How Automatic Aggregations Work
Power BI analyzes query patterns and automatically:
- Identifies frequently used groupings and measures
- Creates optimized aggregation tables
- Routes queries to aggregations when possible
- Maintains aggregations during refresh
Enabling Automatic Aggregations
In Power BI Desktop or Service (Premium):
{
"table": "FactSales",
"storageMode": "DirectQuery",
"automaticAggregations": {
"enabled": true,
"training": {
"trainingWindow": "30 days",
"sampleQueries": true
},
"aggregationTables": {
"maxCount": 10,
"maxRows": 10000000
}
}
}
Configuration via XMLA
<Alter xmlns="http://schemas.microsoft.com/analysisservices/2003/engine">
<Object>
<DatabaseID>SalesAnalytics</DatabaseID>
</Object>
<ObjectDefinition>
<Database>
<AutomaticAggregation>
<Enabled>true</Enabled>
<TrainingDays>30</TrainingDays>
<MaxTableCount>10</MaxTableCount>
<MaxTableRows>10000000</MaxTableRows>
</AutomaticAggregation>
</Database>
</ObjectDefinition>
</Alter>
Monitoring Aggregation Usage
// Check aggregation cache hits
EVALUATE
SUMMARIZE(
INFO.AUTOMANAGGREGATIONS(),
[TableName],
[AggTableName],
[QueryCount],
[HitCount],
[HitRatio]
)
ORDER BY [QueryCount] DESC
Query Performance Analysis
// Log Analytics query for aggregation effectiveness
PowerBIDatasetQuery
| where DatasetId == "dataset-guid"
| extend
UsedAggregation = tostring(parse_json(Properties).["AggregationUsed"]),
QueryDuration = DurationMs
| summarize
TotalQueries = count(),
AggregationHits = countif(UsedAggregation == "true"),
AvgDurationWithAgg = avgif(QueryDuration, UsedAggregation == "true"),
AvgDurationWithoutAgg = avgif(QueryDuration, UsedAggregation != "true")
by bin(TimeGenerated, 1h)
| extend HitRatio = todouble(AggregationHits) / TotalQueries * 100
Training Period Considerations
class AggregationTrainer:
def __init__(self, dataset_connection):
self.connection = dataset_connection
def analyze_query_patterns(self):
"""Analyze query patterns to understand aggregation opportunities."""
query = """
SELECT
[Query],
[StartTime],
[EndTime],
[Duration],
[User]
FROM $SYSTEM.DISCOVER_QUERIES
WHERE [Duration] > 1000 -- Long-running queries
"""
return self.connection.execute(query)
def identify_aggregation_candidates(self, queries):
"""Identify columns and measures for aggregation."""
candidates = {}
for query in queries:
# Parse query to extract grouping columns
columns = self._extract_group_by_columns(query)

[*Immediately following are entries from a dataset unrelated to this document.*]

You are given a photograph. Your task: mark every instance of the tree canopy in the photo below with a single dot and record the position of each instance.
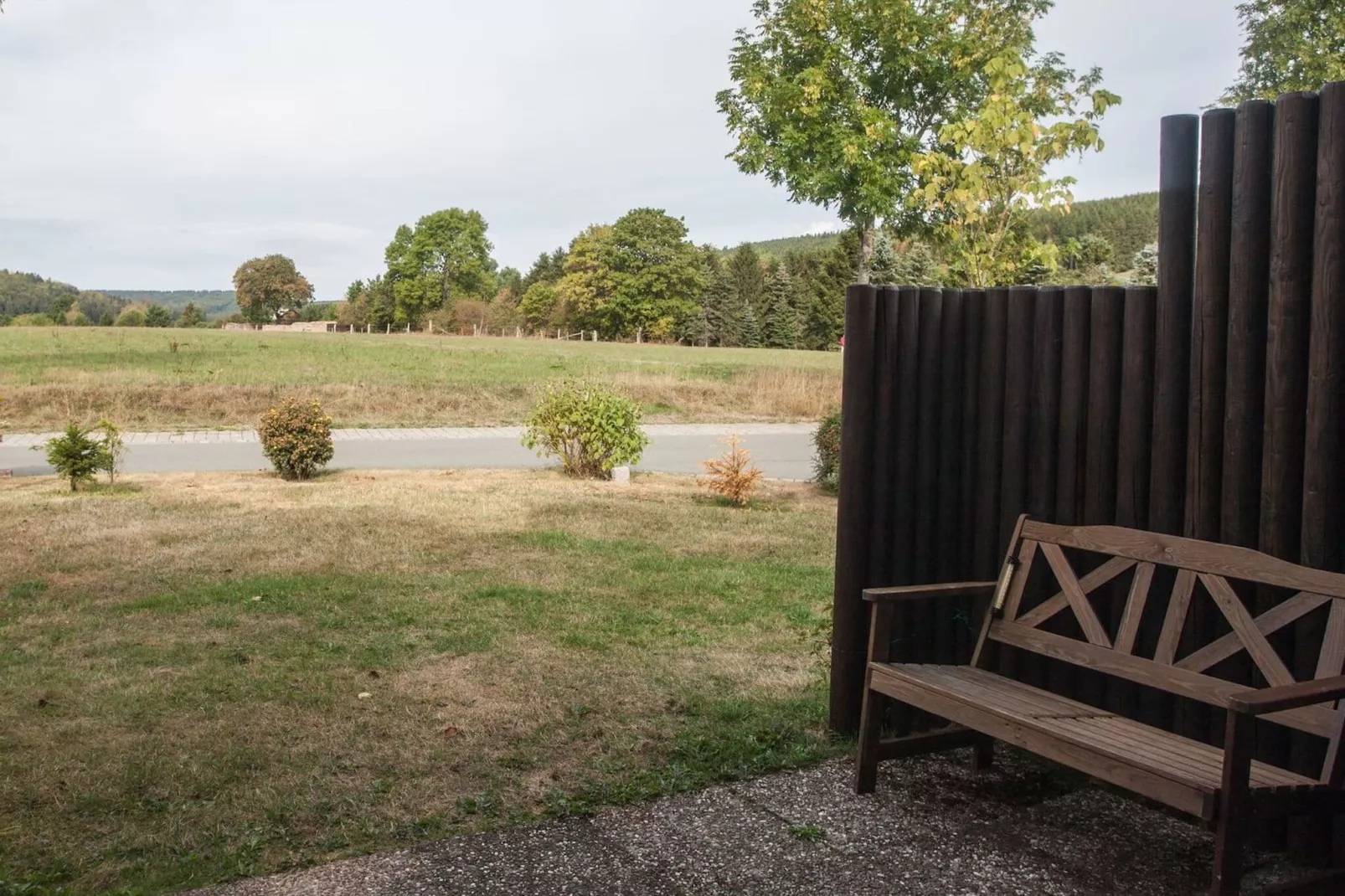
(837, 100)
(1291, 44)
(268, 288)
(443, 259)
(982, 191)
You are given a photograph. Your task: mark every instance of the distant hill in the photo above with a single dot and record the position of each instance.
(778, 248)
(27, 294)
(1127, 222)
(213, 303)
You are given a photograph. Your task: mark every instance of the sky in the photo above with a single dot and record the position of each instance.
(157, 144)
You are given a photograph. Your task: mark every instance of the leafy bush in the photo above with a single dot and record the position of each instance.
(590, 428)
(734, 475)
(75, 455)
(157, 317)
(826, 461)
(297, 437)
(132, 317)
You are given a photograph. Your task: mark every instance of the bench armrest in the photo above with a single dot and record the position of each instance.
(916, 592)
(1273, 700)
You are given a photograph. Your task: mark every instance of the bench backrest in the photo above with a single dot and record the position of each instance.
(1203, 572)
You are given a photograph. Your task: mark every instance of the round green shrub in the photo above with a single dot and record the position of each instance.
(297, 437)
(826, 461)
(590, 428)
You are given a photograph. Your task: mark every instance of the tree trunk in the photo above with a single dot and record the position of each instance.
(865, 250)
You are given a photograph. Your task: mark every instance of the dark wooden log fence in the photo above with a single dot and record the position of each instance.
(1211, 406)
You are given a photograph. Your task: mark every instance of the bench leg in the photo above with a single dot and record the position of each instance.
(1239, 744)
(983, 755)
(870, 734)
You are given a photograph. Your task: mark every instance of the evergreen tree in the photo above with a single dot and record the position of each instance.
(1147, 265)
(723, 312)
(825, 311)
(748, 277)
(916, 266)
(750, 330)
(885, 268)
(781, 317)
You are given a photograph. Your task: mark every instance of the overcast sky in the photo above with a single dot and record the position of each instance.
(155, 144)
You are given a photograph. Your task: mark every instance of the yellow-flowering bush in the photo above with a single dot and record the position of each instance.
(297, 437)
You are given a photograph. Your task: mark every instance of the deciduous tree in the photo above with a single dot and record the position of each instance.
(834, 100)
(587, 287)
(1291, 44)
(157, 317)
(539, 306)
(266, 288)
(990, 173)
(446, 257)
(655, 272)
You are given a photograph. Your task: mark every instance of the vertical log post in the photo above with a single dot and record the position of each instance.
(990, 434)
(972, 319)
(849, 636)
(1209, 338)
(1209, 368)
(1178, 186)
(1293, 219)
(1324, 468)
(947, 512)
(1133, 461)
(1074, 359)
(1107, 346)
(1249, 294)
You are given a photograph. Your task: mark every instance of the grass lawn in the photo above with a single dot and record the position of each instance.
(204, 378)
(182, 661)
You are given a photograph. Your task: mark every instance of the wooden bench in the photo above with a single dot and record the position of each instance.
(1224, 787)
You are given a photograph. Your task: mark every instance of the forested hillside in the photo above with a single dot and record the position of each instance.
(1129, 224)
(785, 245)
(26, 294)
(213, 303)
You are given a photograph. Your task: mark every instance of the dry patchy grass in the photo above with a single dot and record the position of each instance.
(181, 663)
(167, 378)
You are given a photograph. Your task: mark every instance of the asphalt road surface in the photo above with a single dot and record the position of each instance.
(781, 451)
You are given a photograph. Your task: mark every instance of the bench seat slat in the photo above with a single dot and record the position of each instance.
(1160, 754)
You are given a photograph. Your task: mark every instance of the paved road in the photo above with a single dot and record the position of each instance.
(783, 451)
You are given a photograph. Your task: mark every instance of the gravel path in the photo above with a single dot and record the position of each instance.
(932, 829)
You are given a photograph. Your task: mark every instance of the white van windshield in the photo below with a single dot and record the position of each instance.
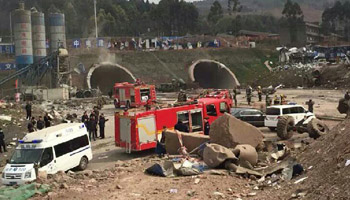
(26, 156)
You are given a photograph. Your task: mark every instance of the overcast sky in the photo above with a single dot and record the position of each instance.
(156, 1)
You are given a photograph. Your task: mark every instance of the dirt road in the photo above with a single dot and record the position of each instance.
(127, 180)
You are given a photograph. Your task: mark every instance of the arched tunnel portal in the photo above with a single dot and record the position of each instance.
(212, 74)
(105, 75)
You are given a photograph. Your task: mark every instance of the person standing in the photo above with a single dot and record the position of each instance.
(85, 119)
(206, 126)
(181, 126)
(235, 96)
(160, 148)
(2, 141)
(268, 100)
(40, 124)
(47, 120)
(92, 128)
(310, 104)
(101, 123)
(29, 110)
(260, 93)
(249, 91)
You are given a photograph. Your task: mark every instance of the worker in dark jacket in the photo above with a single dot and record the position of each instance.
(92, 128)
(85, 119)
(310, 104)
(206, 126)
(101, 123)
(2, 141)
(47, 120)
(29, 110)
(40, 124)
(181, 126)
(160, 148)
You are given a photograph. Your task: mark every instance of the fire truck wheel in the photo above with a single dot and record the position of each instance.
(285, 126)
(316, 128)
(116, 105)
(83, 163)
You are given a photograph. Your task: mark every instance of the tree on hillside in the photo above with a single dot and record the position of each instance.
(336, 19)
(292, 18)
(236, 7)
(292, 12)
(215, 13)
(174, 17)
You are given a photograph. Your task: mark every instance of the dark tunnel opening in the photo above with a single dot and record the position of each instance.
(104, 76)
(212, 74)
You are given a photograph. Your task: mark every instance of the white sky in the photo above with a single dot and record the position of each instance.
(156, 1)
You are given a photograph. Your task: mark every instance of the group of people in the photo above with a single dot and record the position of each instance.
(93, 121)
(33, 124)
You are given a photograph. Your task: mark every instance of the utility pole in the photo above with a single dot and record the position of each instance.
(11, 27)
(95, 19)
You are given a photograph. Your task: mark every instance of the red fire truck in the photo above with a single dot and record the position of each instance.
(136, 130)
(133, 95)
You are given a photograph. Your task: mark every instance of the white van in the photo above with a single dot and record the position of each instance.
(274, 113)
(57, 148)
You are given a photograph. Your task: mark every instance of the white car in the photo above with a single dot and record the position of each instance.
(274, 113)
(53, 149)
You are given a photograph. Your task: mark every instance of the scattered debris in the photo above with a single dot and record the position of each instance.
(229, 132)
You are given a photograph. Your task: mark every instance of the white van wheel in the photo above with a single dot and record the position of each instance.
(83, 163)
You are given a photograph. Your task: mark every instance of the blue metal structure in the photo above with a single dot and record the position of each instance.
(57, 31)
(23, 36)
(39, 36)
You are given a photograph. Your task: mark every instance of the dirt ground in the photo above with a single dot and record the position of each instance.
(126, 179)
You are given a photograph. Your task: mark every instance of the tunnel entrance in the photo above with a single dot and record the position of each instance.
(212, 74)
(105, 75)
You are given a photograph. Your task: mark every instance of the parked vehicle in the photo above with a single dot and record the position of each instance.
(136, 130)
(133, 95)
(53, 149)
(252, 116)
(274, 113)
(288, 119)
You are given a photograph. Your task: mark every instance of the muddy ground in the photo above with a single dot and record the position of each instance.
(121, 176)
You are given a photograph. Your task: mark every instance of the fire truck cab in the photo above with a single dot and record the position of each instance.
(133, 95)
(136, 130)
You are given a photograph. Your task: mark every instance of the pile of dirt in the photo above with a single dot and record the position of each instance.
(326, 169)
(329, 176)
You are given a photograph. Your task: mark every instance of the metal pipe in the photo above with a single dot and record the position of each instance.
(95, 19)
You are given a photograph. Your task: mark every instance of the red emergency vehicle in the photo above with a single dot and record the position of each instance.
(136, 130)
(133, 95)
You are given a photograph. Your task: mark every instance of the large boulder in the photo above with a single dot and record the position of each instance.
(190, 141)
(229, 132)
(215, 155)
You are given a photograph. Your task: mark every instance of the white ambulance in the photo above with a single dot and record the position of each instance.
(53, 149)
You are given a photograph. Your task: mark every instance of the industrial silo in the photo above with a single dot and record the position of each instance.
(39, 36)
(23, 36)
(57, 31)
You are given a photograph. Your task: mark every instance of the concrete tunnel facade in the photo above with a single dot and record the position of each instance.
(212, 74)
(105, 75)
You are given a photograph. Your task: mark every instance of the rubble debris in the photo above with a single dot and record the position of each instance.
(317, 128)
(300, 180)
(229, 132)
(215, 155)
(190, 141)
(24, 191)
(219, 194)
(281, 152)
(246, 153)
(5, 118)
(173, 191)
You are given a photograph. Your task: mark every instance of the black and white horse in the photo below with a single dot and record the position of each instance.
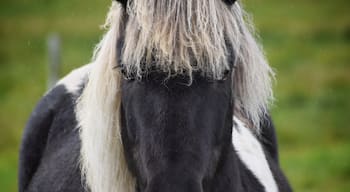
(175, 100)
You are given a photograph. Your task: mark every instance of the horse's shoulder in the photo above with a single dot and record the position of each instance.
(51, 123)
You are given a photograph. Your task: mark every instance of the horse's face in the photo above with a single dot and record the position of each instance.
(174, 133)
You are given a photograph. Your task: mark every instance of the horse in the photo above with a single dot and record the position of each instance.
(176, 99)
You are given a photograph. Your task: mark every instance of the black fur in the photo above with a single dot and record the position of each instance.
(50, 146)
(176, 138)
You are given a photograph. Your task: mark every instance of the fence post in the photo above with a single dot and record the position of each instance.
(54, 51)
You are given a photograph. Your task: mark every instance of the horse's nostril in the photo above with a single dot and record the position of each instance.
(171, 184)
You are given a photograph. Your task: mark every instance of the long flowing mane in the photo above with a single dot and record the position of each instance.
(177, 39)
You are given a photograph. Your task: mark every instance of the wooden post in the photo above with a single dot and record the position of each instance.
(54, 51)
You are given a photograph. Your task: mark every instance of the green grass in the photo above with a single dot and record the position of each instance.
(307, 42)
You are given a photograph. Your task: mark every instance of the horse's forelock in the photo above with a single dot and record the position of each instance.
(102, 159)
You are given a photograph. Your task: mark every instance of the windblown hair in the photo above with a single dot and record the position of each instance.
(176, 37)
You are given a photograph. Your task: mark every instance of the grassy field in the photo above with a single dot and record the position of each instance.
(307, 42)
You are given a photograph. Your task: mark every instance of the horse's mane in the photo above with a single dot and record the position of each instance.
(174, 36)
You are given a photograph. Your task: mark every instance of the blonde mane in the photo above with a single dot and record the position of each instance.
(177, 39)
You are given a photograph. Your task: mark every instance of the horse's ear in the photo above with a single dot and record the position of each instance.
(123, 2)
(230, 2)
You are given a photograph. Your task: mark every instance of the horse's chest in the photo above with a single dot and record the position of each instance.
(252, 155)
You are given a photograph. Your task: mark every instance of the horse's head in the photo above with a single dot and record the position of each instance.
(174, 133)
(170, 117)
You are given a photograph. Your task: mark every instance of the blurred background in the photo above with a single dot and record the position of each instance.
(306, 41)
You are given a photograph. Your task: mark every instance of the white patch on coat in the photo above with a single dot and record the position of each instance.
(74, 79)
(252, 155)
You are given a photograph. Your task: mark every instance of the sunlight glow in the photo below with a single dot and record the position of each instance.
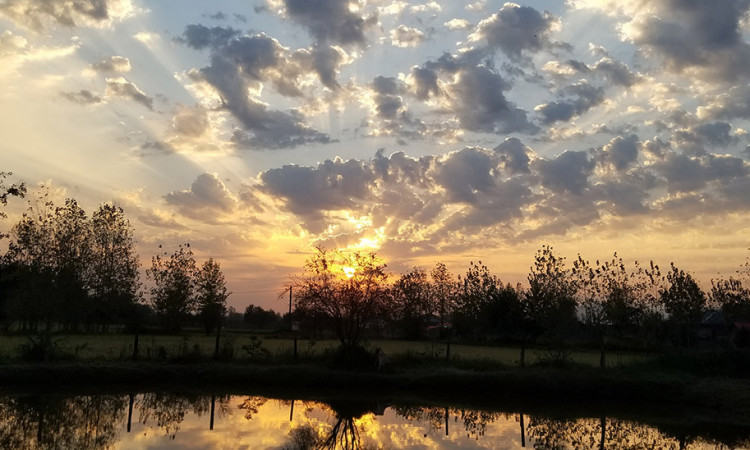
(349, 271)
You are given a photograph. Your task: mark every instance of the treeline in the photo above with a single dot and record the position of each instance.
(67, 271)
(352, 296)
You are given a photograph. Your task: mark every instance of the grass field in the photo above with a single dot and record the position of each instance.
(115, 346)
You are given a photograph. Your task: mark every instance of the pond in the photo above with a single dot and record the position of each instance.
(195, 421)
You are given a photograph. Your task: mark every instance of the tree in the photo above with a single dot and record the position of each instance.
(114, 278)
(173, 293)
(349, 289)
(683, 300)
(613, 299)
(550, 302)
(258, 318)
(211, 294)
(412, 301)
(443, 290)
(14, 190)
(732, 295)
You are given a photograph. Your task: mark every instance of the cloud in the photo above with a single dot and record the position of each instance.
(120, 87)
(466, 174)
(585, 97)
(516, 29)
(113, 64)
(728, 105)
(403, 36)
(620, 152)
(38, 15)
(199, 36)
(11, 43)
(514, 156)
(458, 24)
(190, 122)
(568, 172)
(329, 21)
(480, 105)
(423, 82)
(307, 192)
(83, 97)
(706, 37)
(243, 63)
(206, 199)
(388, 102)
(685, 173)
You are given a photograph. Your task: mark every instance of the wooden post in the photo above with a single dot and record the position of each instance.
(290, 307)
(135, 346)
(213, 405)
(130, 411)
(218, 338)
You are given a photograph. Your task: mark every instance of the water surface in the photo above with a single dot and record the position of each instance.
(193, 421)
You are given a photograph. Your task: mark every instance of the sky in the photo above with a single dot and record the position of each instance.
(423, 131)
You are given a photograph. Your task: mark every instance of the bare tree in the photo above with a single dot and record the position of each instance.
(173, 294)
(211, 294)
(347, 288)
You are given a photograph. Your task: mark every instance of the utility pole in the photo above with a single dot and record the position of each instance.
(290, 307)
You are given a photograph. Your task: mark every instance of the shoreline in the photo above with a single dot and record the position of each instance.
(717, 398)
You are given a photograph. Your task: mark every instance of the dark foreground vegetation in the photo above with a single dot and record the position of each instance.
(65, 273)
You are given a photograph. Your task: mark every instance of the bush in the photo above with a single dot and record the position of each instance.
(44, 347)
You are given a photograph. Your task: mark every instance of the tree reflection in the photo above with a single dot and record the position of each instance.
(169, 410)
(53, 422)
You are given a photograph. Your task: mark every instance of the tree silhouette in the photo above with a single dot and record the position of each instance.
(683, 300)
(349, 289)
(550, 302)
(173, 293)
(412, 301)
(114, 278)
(211, 294)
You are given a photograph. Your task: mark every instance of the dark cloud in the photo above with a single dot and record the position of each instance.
(707, 35)
(585, 97)
(308, 192)
(200, 36)
(569, 172)
(120, 87)
(206, 198)
(328, 21)
(514, 156)
(403, 36)
(480, 105)
(515, 29)
(82, 97)
(237, 66)
(465, 174)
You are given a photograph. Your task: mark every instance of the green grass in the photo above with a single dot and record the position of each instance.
(116, 346)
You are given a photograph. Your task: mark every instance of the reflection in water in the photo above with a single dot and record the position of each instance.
(208, 421)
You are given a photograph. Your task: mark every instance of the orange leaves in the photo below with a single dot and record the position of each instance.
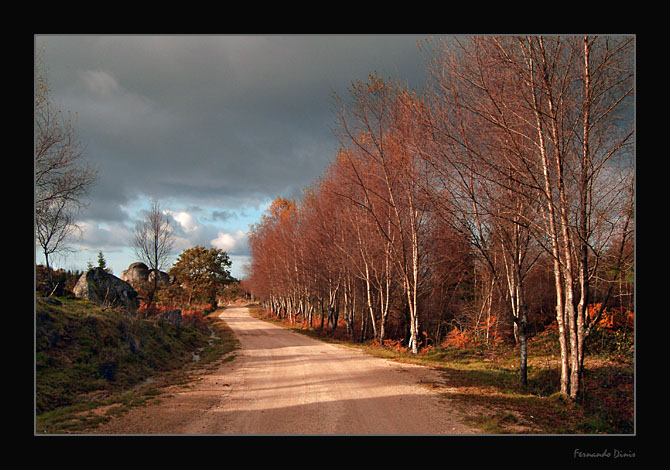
(612, 318)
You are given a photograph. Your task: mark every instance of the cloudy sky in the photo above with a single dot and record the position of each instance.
(213, 127)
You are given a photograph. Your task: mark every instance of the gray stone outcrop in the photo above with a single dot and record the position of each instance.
(140, 272)
(106, 290)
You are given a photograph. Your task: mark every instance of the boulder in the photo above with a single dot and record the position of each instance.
(106, 290)
(136, 272)
(140, 272)
(173, 316)
(163, 278)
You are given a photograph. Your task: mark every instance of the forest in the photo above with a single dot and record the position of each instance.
(493, 204)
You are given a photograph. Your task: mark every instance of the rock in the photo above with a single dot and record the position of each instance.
(106, 290)
(173, 316)
(163, 278)
(140, 272)
(49, 300)
(136, 272)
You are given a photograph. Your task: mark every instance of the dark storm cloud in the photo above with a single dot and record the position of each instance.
(223, 120)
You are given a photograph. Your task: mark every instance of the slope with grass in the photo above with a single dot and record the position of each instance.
(87, 357)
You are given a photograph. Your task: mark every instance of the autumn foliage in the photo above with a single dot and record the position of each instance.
(481, 211)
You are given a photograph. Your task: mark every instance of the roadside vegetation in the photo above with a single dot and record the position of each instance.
(482, 380)
(92, 364)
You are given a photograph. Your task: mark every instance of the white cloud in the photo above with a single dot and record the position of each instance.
(100, 82)
(188, 222)
(230, 243)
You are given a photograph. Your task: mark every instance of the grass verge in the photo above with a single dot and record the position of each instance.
(92, 364)
(482, 383)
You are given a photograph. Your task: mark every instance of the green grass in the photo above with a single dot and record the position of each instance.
(87, 359)
(483, 384)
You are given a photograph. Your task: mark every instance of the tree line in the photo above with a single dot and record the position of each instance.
(497, 199)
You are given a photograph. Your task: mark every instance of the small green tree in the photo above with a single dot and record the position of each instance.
(102, 263)
(202, 272)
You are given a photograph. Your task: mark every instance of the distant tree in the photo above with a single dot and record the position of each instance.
(102, 263)
(153, 242)
(62, 176)
(202, 272)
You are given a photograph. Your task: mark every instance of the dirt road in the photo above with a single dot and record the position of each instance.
(282, 382)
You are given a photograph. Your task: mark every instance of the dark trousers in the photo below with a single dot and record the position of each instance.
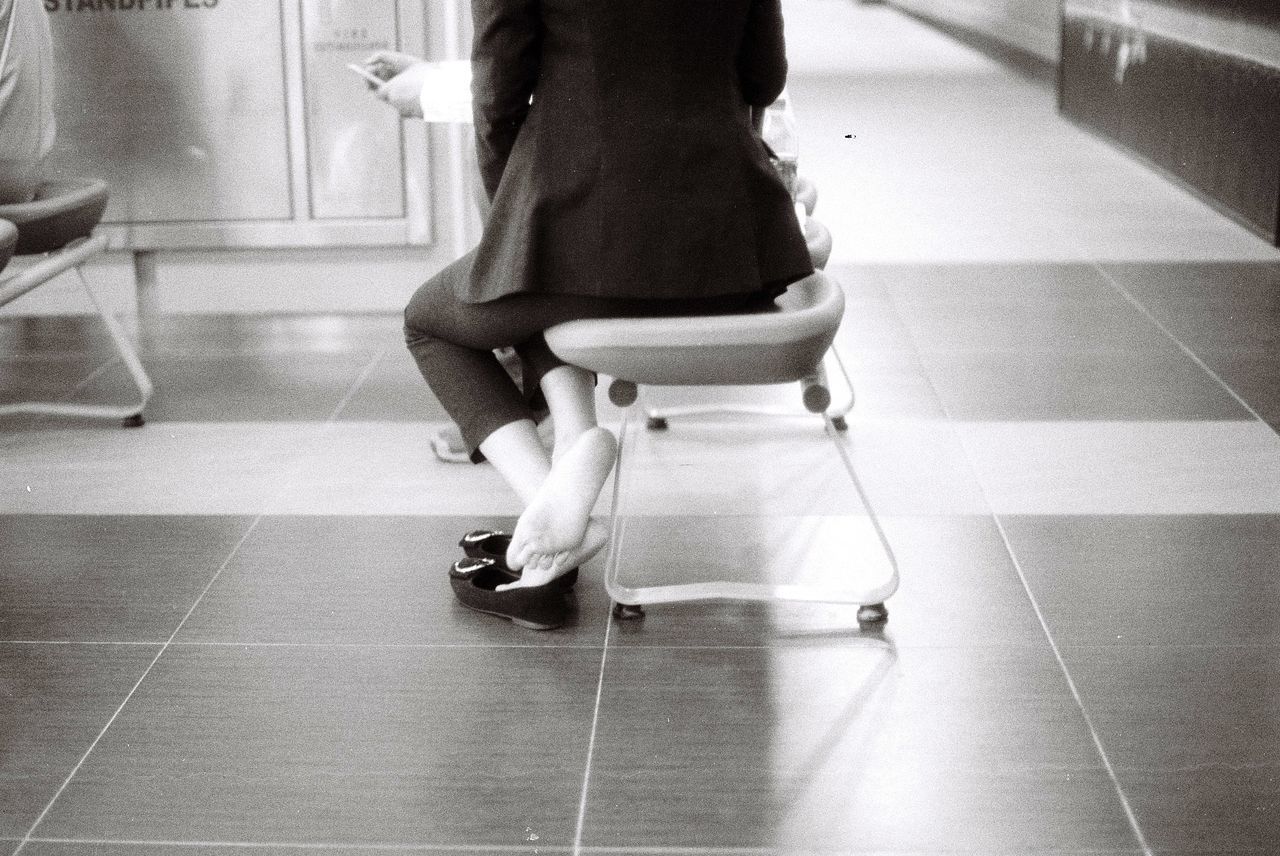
(453, 343)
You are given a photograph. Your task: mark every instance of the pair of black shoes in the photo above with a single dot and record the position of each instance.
(484, 567)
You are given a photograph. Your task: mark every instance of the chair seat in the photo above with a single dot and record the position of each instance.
(775, 346)
(8, 242)
(62, 211)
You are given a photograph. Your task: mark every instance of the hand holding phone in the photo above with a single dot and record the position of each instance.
(365, 73)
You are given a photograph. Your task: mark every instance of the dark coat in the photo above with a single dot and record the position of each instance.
(635, 170)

measures = self._extract_measures(query)
key = frozenset(columns)
if key not in candidates:
candidates[key] = {
"columns": columns,
"measures": measures,
"frequency": 0,
"total_duration": 0
}
candidates[key]["frequency"] += 1
candidates[key]["total_duration"] += query["Duration"]
# Rank by impact
ranked = sorted(
candidates.values(),
key=lambda x: x["frequency"] * x["total_duration"],
reverse=True
)
return ranked[:10] # Top 10 candidates
Manual Aggregation Hints
While automatic aggregations are managed by AI, you can provide hints:
// Create a calculated table that hints at useful aggregations
EVALUATE
SUMMARIZECOLUMNS(
'Date'[Year],
'Date'[Quarter],
'Product'[Category],
'Geography'[Region],
"TotalSales", SUM('Sales'[Amount]),
"TotalQuantity", SUM('Sales'[Quantity]),
"DistinctCustomers", DISTINCTCOUNT('Sales'[CustomerID])
)
Comparing with User-Defined Aggregations
| Feature | Automatic | User-Defined |
|---|---|---|
| Setup | Automatic | Manual |
| Optimization | AI-driven | Human expertise |
| Maintenance | Self-maintaining | Requires updates |
| Flexibility | Query-based | Custom logic |
| Transparency | Less visible | Fully documented |
Best Practices
// Premium capacity configuration for optimal aggregations
resource premiumCapacity 'Microsoft.PowerBIDedicated/capacities@2021-01-01' = {
name: 'premium-capacity'
location: location
sku: {
name: 'P1'
}
properties: {
administration: {
members: ['admin@company.com']
}
}
}
Workload settings:
{
"workloadSettings": {
"dataflows": {
"maxMemoryPercentage": 20
},
"paginated": {
"maxMemoryPercentage": 10
},
"automaticAggregations": {
"maxMemoryPercentage": 25,
"maxCacheSize": "50GB"
}
}
}
Troubleshooting
// Check why aggregation wasn't used
EVALUATE
ROW(
"DetailRowCount", COUNTROWS(FactSales),
"AggregationAvailable", INFO.AUTOMANAGGREGATIONS.EXISTS(),
"QueryComplexity", "Check if query is too complex for aggregation"
)
Automatic aggregations bring AI-powered optimization to Power BI, making it easier than ever to achieve excellent query performance on large datasets.